Many analysts predict the economy could start growing again in the current July-to-September quarter. And, the Federal Reserve, the country’s central bank, recently observed that the economy is finally showing signs of stabilizing in some regions of the country, bolstering hopes of a broader-based recovery this year.
Even with the improvements, it will take time for the jobs market to fully heal.
The Federal Reserve has predicted the unemployment rate is likely to top 10 percent this year. Some Fed officials think it could rise as high as 10.6 percent in 2010. The post-World War II high was 10.8 percent at the end of 1982, when the country suffered through a severe recession.
An elevated unemployment rate could become a political liability for President Barack Obama when congressional elections are held next year. The last time the unemployment rate topped 10 percent, the party of the president — then Ronald Reagan’s Republican Party — lost 26 House seats in the midterm elections in 1982.

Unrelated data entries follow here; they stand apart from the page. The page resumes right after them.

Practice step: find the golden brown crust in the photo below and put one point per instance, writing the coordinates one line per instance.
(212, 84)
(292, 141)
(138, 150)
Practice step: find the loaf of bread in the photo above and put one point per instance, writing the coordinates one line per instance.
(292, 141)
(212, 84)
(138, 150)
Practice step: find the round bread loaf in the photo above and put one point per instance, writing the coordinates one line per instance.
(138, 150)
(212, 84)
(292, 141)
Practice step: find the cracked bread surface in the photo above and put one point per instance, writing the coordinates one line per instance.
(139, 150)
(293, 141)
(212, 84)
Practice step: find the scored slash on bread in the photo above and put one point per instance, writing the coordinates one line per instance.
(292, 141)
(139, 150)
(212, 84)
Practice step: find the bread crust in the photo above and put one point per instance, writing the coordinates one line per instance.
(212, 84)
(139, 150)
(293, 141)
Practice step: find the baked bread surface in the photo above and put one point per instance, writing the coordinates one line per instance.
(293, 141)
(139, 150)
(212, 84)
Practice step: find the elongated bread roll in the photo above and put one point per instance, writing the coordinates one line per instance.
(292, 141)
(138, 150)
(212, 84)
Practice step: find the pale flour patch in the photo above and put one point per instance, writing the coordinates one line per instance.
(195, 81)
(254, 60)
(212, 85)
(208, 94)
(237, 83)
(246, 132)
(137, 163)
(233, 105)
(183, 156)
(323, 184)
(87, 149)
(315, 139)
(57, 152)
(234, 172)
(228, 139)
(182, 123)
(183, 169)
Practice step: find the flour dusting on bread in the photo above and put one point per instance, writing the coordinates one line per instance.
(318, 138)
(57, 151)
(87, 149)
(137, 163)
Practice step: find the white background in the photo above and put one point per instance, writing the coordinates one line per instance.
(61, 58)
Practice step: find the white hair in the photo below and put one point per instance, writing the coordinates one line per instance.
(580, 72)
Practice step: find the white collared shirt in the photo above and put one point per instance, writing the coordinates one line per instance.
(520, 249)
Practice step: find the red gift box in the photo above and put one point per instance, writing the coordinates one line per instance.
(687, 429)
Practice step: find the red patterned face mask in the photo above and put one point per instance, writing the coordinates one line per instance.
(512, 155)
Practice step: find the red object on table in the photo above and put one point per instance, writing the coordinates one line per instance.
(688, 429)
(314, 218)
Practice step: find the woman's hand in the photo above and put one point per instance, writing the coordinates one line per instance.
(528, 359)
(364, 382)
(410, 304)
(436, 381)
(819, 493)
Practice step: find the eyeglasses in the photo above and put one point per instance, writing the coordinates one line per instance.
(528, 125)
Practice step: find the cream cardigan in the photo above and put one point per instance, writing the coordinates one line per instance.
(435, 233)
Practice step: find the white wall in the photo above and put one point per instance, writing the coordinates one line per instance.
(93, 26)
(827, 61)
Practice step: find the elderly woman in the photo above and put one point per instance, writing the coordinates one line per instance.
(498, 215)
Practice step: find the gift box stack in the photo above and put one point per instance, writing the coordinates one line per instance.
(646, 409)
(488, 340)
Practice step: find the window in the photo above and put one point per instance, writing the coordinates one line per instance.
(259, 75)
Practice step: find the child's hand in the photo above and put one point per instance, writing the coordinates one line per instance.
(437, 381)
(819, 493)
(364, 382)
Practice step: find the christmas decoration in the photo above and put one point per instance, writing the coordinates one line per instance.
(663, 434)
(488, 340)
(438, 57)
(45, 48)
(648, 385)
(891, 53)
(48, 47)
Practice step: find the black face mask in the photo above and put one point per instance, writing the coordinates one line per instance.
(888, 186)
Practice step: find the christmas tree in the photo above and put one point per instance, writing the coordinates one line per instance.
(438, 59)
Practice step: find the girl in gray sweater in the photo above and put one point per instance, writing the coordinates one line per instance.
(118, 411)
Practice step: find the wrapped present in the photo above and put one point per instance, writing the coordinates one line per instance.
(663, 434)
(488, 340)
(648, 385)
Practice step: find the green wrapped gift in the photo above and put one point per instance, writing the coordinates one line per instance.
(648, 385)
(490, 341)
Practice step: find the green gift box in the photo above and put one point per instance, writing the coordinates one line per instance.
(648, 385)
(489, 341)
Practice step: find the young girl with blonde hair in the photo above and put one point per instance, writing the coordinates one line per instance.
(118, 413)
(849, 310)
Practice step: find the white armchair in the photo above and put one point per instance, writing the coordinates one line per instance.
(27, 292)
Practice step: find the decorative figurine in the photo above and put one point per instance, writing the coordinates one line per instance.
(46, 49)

Obama has urged Americans to be patient and give time for his $787 billion stimulus package of tax cuts and increased government spending to take hold. Most of the money will flow in 2010.
When the economy is healthy, employers add a net total of around 125,000 jobs a month just to keep the unemployment rate stable. To get the jobless rate down to a more normal 5 percent range, it would take stronger job growth — of at least 200,000 jobs a month. Economists say it might take until 2013 to drive down the unemployment rate to 5 percent.